La Agenda 2030 de Desarrollo Sostenible es el proyecto político, social y económico más ambicioso de la historia de la humanidad. La ONU y muchos estados, junto a los gobiernos regionales y locales, en alianza con organizaciones sociales, universidades y empresas, se han comprometido a trabajar conjuntamente en 17 Objetivos Desarrollo Sostenible, abordando los retos que enfrenta el planeta en su globalidad al mismo tiempo que establece un itinerario de acción para cada pequeña comunidad, para cada realidad local, para cada persona.

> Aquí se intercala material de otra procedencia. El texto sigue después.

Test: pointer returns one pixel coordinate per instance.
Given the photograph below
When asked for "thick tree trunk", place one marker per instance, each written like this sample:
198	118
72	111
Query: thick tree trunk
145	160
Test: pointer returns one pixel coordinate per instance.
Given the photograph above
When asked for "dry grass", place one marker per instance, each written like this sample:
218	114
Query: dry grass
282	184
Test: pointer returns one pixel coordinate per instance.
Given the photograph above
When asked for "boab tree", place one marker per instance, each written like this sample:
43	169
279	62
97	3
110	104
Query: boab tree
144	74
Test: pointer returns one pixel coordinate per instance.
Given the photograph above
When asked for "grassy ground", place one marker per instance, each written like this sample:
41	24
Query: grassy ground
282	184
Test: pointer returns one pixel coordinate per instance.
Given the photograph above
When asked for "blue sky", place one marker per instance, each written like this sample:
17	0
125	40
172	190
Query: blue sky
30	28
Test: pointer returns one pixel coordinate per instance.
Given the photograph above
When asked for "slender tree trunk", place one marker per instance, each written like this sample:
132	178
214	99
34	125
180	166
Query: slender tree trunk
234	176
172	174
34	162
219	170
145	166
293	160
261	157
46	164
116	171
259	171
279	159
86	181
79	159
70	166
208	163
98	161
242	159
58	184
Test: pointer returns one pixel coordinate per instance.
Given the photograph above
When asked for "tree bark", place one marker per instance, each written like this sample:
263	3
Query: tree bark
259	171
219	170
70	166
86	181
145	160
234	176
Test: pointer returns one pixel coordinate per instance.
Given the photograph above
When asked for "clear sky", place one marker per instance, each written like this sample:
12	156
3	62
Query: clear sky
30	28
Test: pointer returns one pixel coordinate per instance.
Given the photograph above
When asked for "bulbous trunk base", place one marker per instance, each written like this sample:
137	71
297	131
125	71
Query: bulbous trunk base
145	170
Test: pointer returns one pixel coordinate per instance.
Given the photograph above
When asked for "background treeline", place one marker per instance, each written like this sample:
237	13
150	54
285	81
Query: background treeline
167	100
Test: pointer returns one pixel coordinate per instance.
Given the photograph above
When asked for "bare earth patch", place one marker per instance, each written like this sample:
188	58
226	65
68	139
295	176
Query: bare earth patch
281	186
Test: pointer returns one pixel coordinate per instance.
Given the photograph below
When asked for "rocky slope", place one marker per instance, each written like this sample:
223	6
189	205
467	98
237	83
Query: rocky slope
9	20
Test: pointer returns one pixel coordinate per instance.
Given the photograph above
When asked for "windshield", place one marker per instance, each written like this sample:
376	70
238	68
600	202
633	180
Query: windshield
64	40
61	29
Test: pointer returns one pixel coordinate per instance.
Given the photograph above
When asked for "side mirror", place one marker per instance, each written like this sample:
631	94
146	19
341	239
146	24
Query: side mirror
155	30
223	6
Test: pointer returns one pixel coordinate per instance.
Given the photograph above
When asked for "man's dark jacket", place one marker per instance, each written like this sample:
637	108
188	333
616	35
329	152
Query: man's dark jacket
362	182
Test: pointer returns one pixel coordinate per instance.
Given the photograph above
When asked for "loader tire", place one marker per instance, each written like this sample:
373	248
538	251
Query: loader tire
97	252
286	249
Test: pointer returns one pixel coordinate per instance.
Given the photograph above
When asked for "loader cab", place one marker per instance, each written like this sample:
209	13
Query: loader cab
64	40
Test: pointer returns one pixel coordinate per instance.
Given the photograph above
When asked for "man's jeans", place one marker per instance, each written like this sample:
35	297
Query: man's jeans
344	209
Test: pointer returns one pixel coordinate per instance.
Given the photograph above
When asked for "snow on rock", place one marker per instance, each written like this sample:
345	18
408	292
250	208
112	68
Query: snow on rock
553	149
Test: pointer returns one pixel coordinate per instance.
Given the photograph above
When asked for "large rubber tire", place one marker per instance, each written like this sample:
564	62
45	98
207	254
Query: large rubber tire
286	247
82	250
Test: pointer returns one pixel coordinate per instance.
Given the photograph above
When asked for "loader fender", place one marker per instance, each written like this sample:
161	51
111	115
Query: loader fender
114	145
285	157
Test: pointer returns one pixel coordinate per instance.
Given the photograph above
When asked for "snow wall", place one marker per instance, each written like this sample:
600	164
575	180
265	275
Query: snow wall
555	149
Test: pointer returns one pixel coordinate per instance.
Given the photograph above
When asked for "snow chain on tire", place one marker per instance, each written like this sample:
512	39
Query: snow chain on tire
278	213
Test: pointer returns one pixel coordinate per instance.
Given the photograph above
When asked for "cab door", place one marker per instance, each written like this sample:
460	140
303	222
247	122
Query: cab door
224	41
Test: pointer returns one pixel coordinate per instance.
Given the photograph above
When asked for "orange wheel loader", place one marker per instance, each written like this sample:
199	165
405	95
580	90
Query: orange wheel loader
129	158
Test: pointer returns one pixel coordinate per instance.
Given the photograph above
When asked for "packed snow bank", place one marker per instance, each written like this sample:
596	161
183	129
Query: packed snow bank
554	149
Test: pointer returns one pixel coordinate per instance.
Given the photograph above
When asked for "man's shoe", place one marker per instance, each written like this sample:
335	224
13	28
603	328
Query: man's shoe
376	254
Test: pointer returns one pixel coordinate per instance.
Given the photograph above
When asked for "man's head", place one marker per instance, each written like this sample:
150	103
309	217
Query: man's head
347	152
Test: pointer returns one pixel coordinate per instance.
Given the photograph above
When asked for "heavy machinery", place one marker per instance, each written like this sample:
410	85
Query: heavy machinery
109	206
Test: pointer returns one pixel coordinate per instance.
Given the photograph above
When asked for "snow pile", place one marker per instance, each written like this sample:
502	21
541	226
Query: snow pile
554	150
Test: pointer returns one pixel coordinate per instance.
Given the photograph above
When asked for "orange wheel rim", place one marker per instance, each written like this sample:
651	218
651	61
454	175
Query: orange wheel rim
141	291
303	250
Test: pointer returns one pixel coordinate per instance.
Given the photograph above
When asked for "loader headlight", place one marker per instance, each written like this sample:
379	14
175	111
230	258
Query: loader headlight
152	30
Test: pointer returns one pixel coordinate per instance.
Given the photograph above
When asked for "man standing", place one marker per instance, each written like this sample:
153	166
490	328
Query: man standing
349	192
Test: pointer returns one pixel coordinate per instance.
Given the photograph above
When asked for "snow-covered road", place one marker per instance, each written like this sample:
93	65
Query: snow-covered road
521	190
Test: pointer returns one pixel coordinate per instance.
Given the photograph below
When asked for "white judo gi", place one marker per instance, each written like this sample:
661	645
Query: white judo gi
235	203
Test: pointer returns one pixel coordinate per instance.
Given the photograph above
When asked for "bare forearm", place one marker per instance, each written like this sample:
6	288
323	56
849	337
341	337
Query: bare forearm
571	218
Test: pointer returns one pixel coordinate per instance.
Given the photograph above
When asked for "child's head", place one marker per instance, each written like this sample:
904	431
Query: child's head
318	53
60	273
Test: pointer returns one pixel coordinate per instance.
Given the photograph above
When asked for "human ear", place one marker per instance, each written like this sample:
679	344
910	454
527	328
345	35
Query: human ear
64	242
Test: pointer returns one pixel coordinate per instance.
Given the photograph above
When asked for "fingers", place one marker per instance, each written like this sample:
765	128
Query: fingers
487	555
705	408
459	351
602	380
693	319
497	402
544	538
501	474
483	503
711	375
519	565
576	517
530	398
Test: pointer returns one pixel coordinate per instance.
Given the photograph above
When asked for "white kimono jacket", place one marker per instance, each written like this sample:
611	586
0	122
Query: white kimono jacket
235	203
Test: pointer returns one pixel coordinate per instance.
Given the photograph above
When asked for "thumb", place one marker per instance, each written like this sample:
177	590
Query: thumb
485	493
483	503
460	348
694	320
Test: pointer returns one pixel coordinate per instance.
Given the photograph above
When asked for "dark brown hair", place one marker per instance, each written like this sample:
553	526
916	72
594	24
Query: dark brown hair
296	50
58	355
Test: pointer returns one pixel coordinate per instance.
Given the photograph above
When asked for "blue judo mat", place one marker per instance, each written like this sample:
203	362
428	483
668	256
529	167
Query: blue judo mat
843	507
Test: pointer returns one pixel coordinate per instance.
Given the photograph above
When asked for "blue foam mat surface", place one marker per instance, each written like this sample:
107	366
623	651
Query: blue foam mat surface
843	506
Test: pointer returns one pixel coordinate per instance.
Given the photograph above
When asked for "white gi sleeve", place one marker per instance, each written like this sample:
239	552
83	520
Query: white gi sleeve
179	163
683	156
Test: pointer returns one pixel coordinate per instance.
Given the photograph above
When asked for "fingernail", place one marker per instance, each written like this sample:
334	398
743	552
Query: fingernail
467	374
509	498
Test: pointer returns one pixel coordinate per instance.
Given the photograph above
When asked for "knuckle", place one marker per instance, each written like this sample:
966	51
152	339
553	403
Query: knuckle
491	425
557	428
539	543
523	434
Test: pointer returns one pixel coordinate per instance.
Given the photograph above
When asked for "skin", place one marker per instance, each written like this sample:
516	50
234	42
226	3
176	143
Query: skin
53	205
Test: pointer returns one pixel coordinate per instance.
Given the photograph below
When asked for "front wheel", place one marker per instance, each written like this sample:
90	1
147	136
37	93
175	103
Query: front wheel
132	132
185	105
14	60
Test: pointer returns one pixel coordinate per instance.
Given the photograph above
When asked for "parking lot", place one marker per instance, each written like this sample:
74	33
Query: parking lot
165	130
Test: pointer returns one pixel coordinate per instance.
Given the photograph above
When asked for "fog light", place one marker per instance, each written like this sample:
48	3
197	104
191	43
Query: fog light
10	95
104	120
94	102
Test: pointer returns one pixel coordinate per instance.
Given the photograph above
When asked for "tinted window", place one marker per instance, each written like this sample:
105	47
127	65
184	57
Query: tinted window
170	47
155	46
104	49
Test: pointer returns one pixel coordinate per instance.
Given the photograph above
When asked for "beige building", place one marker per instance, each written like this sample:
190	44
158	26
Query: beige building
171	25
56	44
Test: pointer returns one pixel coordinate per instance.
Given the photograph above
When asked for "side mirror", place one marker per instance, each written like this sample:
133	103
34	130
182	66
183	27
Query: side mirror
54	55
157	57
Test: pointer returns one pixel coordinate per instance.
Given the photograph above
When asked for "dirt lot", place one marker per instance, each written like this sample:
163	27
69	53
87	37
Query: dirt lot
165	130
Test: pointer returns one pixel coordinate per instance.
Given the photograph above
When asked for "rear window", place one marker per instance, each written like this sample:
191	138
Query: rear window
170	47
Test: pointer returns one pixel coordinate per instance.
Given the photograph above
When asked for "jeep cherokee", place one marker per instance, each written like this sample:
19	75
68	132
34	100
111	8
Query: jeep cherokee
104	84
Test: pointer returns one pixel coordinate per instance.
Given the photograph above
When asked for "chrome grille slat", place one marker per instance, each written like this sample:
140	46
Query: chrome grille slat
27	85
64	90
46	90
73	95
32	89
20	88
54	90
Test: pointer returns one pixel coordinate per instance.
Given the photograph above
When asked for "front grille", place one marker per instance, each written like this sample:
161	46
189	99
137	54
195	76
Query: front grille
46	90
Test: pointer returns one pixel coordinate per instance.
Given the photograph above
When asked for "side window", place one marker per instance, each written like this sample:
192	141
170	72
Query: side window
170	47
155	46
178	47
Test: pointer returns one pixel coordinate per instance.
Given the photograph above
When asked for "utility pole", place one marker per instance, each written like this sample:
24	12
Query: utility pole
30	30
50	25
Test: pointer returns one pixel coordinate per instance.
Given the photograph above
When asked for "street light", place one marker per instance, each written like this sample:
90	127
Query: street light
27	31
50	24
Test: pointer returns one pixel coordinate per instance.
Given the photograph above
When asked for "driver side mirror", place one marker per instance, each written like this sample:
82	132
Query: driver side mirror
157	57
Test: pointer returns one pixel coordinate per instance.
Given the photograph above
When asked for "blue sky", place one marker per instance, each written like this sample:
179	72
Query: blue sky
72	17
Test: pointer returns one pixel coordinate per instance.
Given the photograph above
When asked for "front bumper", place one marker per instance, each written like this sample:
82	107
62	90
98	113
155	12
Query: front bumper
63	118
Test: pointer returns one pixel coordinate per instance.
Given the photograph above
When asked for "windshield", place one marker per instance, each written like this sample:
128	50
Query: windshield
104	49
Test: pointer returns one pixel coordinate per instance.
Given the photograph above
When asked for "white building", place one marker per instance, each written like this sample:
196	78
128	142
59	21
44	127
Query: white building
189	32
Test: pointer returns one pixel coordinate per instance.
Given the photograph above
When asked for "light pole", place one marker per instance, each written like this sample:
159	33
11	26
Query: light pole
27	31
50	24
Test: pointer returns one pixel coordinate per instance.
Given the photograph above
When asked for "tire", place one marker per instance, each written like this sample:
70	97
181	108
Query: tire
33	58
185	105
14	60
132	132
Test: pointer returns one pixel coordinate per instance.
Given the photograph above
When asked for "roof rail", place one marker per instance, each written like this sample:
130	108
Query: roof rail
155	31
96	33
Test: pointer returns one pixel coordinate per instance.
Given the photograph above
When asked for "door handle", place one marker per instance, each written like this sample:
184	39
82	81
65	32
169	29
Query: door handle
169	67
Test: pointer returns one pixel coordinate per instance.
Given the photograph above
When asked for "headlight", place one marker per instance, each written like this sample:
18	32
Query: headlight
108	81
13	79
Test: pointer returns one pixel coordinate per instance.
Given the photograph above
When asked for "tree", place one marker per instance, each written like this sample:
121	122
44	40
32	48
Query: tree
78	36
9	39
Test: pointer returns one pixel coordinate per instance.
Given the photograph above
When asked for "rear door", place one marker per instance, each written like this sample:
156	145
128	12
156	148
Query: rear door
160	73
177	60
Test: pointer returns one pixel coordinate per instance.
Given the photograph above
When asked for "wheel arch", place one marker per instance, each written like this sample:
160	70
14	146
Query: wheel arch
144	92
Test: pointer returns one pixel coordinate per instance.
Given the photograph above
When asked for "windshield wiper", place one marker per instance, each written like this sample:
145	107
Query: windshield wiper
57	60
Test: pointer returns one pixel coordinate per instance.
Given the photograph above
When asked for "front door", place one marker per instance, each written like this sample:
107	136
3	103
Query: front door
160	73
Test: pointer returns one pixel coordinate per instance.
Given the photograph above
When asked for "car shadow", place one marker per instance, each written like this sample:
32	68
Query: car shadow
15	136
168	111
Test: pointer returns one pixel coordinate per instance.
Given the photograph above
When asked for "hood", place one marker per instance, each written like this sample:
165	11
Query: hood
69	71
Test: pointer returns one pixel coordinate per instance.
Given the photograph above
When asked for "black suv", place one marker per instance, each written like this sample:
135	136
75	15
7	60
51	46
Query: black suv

Si algo hemos aprendido durante la última década, es que la mano invisible del mercado no garantiza oportunidades para todos, que no ayuda a los que se han quedado atrás, cuando atrás no es otro sitio que el lugar donde nacieron. La democracia liberal, como principal sistema operativo de la globalización, es responsable de muchos de nuestros mejores logros colectivos, pero tiene externalidades negativas, genera daños colaterales y también produce perdedores. De los desahuciados a los trabajadores precarios, de los niños pobres a los emigrados del sur.

En ocasiones, son países o regiones enteras las que quedan olvidadas en esa cara oculta del planeta que no cotiza en el mercado de futuros. Los vulnerables saben que ninguna mano invisible les sacará del pozo cuando estén en apuros. Pero señalar todas las derivas del capitalismo global, incluso sus cloacas y sumideros, no debería obligarnos a militar contra el sistema en sí. Si algo ha demostrado la crisis es que necesitamos más sistema que nunca. Negar la globalización no hará que se detenga.

El mundo es cada vez más interdependiente e hiperconectado, y por ello precisa de arquitecturas institucionales cada vez más complejas, con modelos de gobernanza multinivel continentales e intercontinentales, con alianzas que hibriden lo mejor de lo público, lo privado y lo social. Entre tanto, el mejor servicio que podemos prestar los que creemos en un mundo mejor es señalar los puntos de fuga del sistema, advertir los flancos de lo constituido y celebrar que nuestras democracias son imperfectas e inacabadas; mientras reconstruimos y taponamos todos los agujeros por los que se cuelan como virus los agoreros del fin de la era, con sus relatos simples y emocionales, para canalizar la energía civil acumulada en favor de no se sabe qué utopía excluyente, porque los populistas saben que el mejor proveedor de identidad es el enemigo, el otro: el extranjero, el pobre o el rico.

El mundo de los grandes asuntos verticales del siglo XX, en el que tuvimos que reinventar Europa en varias ocasiones y estaba casi todo por hacer, planificar en torno a políticas troncales, levantar los pilares del bienestar: educación, sanidad, servicios sociales; exigió todas nuestras atenciones y esfuerzos, pero eso sí, concentrados en un puñado de prioridades unívocas.

El siglo XXI exige miradas más largas, análisis con más perspectiva, estrategias más transversales y aproximaciones más integrales a unos problemas que son mucho más mutantes y escurridizos. ¿Cómo abordar asuntos como la pobreza infantil, el yihadismo o la igualdad de género desde las estructuras de los viejos ministerios? Los problemas que nos enfrentamos en el marco 2030 son más horizontales, complejos y polié- dricos que nunca.